Santriwan-santriwati bertepuk tangan dengan semangat setelah Ust. Hilmi Nailufar, S.Th.I menyatakan MOS (Masa Orientasi Santri) Ponpes. Pangeran Diponegoro Yogyakarta telah dibuka (18/07/14). “MOS kami buka malam ini. Puncaknya besok pada malam Ahad sekaligus penutupan kegiatan pondok,” ujarnya.

Kegiatan ini bertujuan untuk mengenalkan kepada santriwan dan santriwati yang baru masuk untuk lebih mengenal tentang Ponpes. Pangeran Diponegoro. Selain itu, agar lebih mudah beradaptasi dengan lingkungan sekitar beserta seluruh penghuni di dalamnya. “Juga mengenalkan pengurus-pengurus pondok yang lain, khususnya para sesepuh,” ungkap ketua IKASANDIP (Ikatan Santri Diponegoro), Masrudin.

“Diharapkan adek-adek dapat saling membimbing, saling membantu, saling membangunkan satu sama lain. semoga kita semua mendapatkan barakah, karamah, dan keilmuan beliau Bapak Syakir Ali. Amin. Ya Rabbal ‘Alamin,” kata Ust. Hilmi Nailufar mengakhiri sambutannya.

Acara malam itu dilanjutkan dengan mauidzoh hasanah. Kali ini yang menjadi pembicara adalah Ust. Fauzan Setyanegara. Dalam penyampaiannya, Ust. Fauzan menjelaskan tentang MOS dan MES. “Gembira sekali malam ini diadakan MOS. Tapi masih ada satu lagi, yakni MES. Apa itu? MES adalah singkatan dari Masa Ekspektasi Santri. Jadi santri juga harus memiliki harapan-harapan yang tinggi. Bisa jadi ingin jadi kyai, ingin jadi anak shalih dan shalihah. Bisa jadi ingin mengungguli guru-guru kita. Jangan sampai kita tinggal di pondok selama beberapa tahun dan sama sekali tidak memiliki harapan. Untuk mewujudkan harapan tersebut kita perlu minimal dua bekal, yaitu senang dan takut. Senang bisa dihubungkan pada QS. Al-Iqra’ 1-5. Santri harus senang membaca. Membaca tidak hanya buku, tapi juga situasi, kondisi, ayat-ayat kauniyah, dan lain sebagainya,” kata beliau.

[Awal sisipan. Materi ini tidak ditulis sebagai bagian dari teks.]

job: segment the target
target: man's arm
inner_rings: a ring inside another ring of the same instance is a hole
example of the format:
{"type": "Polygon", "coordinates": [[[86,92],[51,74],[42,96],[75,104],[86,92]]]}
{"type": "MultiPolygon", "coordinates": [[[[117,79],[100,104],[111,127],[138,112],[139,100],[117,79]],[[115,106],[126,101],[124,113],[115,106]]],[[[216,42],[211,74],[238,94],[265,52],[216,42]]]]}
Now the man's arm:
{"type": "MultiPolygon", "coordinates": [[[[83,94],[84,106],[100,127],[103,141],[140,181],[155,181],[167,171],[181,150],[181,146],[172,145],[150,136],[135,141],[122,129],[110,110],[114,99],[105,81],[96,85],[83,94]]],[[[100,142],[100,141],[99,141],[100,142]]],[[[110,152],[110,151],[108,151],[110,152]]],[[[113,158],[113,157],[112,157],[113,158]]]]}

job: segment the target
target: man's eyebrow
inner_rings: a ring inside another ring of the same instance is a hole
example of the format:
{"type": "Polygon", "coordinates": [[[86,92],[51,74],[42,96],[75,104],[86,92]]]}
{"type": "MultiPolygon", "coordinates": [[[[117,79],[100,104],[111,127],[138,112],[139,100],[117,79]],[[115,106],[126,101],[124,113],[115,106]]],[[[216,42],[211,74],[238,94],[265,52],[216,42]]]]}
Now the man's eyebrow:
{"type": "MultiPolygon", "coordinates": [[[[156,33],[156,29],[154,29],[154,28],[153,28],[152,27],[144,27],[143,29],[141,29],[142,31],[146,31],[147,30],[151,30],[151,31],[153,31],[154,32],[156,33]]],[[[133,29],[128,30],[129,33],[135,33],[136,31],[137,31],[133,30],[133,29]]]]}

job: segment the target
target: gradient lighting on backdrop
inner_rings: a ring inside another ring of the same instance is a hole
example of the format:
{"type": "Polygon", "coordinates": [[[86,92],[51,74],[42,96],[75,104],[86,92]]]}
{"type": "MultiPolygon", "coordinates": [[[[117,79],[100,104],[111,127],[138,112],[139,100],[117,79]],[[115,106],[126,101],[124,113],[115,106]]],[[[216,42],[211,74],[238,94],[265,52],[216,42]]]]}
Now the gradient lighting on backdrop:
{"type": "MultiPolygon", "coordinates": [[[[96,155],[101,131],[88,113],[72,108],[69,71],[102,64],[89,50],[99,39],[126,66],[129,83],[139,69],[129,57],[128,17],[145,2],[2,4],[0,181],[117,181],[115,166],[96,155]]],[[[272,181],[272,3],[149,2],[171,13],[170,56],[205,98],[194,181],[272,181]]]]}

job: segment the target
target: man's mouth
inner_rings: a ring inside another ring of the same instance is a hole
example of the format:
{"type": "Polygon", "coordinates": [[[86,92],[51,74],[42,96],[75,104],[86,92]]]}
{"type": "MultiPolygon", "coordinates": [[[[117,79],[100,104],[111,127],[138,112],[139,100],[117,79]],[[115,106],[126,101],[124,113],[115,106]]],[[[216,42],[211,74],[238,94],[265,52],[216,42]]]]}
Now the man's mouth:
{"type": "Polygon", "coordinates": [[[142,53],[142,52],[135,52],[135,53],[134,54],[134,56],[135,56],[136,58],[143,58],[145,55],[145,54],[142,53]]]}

Bekal kedua yang harus dimiliki santri, lanjut Ust. Fauzan, adalah takut. Santri harus takut melanggar tata tertib. Takut melanggar kewajiban. Terkadang para ustadz juga memiliki kesibukan dan kepentingan sendiri, dan saat itu terjadi, santri juga harus mandiri dalam arti tetap menjalankan kewajiban-kewajiban.


Setelah mauidzoh usai, acara kemudian diakhiri dengan doa oleh Bapak Jamhari. “Marilah kita berdoa yang lemah lembut. Saya percaya santri-santri memiliki semangat yang tinggi, namun harus tetap menjaga kesopanan dan etika. Saya tidak berharap anak-anak sebagai santri, tapi urakan. Semua ada tata caranya. Mari kita berdoa dengan baik,” kata beliau sebelum memulai doa.